Conservation is about using the energy we consume more efficiently. This means using less energy to achieve the same outcome. There are many ways that this can be done. Replacing old inefficient equipment and appliances with more efficient ones is an obvious way to reduce energy consumption without reducing our quality of life. Changing our daily behavior, such as turning down the thermostat at night or when no one is at home is also a very cost-effective way of saving energy.
The benefits of saving energy are many, from direct cost savings and reducing our greenhouse gas emissions, improving air quality through lower emissions, to improving the comfort of our homes through better draft-proofing and insulation.
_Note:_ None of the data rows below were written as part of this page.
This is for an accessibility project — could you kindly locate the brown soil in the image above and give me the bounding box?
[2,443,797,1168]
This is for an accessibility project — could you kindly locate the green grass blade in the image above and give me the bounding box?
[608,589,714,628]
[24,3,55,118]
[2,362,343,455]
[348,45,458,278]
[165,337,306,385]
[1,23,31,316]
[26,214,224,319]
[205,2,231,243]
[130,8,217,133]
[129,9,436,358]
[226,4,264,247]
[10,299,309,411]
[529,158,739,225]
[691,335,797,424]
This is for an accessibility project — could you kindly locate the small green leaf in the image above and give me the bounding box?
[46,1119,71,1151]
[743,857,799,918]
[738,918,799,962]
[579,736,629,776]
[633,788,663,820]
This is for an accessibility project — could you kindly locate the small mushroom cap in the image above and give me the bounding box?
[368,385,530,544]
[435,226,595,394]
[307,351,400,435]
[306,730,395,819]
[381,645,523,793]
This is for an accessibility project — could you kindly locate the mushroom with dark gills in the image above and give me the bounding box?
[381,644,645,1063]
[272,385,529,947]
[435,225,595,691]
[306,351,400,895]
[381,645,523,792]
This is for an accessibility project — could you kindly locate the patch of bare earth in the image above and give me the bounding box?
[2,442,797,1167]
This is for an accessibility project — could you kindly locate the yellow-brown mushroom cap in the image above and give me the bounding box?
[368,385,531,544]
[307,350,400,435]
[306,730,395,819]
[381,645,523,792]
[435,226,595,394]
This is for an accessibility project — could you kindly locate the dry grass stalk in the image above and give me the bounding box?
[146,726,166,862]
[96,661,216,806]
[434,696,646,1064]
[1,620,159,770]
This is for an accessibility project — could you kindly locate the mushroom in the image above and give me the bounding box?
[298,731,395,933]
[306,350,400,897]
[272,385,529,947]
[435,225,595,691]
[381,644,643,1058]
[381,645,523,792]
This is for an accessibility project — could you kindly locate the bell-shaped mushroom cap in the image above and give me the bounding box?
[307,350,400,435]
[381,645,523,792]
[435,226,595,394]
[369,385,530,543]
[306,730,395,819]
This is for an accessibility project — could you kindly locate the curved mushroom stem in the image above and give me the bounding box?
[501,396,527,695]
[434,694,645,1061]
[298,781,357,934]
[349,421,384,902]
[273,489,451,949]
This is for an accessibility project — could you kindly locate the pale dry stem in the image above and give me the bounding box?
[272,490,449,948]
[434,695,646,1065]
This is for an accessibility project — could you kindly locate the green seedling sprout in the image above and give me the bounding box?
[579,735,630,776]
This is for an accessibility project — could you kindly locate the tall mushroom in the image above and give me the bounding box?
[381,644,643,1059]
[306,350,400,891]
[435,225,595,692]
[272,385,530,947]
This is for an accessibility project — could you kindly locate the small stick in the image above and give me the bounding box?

On this page you will find tips on how to reduce your natural gas consumption and help the environment and save money in the process.
More than 50 per cent of the total amount of energy used in a home goes toward space heating. With a few low-cost upgrades and simple habits—like putting on a sweater instead of turning up the heat—you could notice real savings on your heating costs.
On average, about one quarter of a home’s total energy use goes towards heating water. Being efficient with your water use—both hot and cold—will not only help you save on water heating costs, it will also help conserve a precious resource.
Efficient shower heads and faucet aerators use about one-third less water than older models but compensate with air-pressure technology. Meaning you can still wash the conditioner out of your hair!
Weatherization, draftproofing, weatherproofing and air sealing are terms used to describe upgrades made to exterior walls, roofs and gaps around windows and doors to help prevent heat loss. This can include caulking windows, weatherstripping doors and sealing gaps.
Your home’s heating system may warm up your house, but insulation, along with weatherization, is what will help keep that warmth from escaping.
The optimal amount of insulation depends on where your home is located within BC. Homes in colder regions need more insulation than ones in the Lower Mainland to be more comfortable in winter. Insulation effectiveness is measured by R values (or RSI values for metric). The higher the value, the more resistance the insulation has to the movement of heat.
Insulation is available in batts, such as pink fibreglass or mineral wool, loose-fill, rigid board and can also be spray-applied. Size and location of area to be insulated and whether it’s finished or unfinished space will help determine the type of insulation you choose.
Never worry about forgetting to turn the heat down after you leave the house. Programmable and smart thermostats do it for you. Plus, you can save up to 15 percent on your home’s heating costs by programming it to 17 °C for when you’re out and asleep, and no higher than 20 °C when you’re home and awake.
You change your towels and sheets on a regular basis – why not your furnace or heat pump filter? Like a dryer lint screen, a heating system filter clogs over time. Meaning it has to work longer which can equal extra energy costs. Check your filter on a monthly basis and replace it regularly, between one and six months, depending on if there are smokers and/or pets in the home. Use a tight-fitting pleated style filter for best results.
You have your car tuned up and its oil changed regularly, so why not your heating system? Have it serviced annually by a licensed contractor to ensure it’s working safely and efficiently.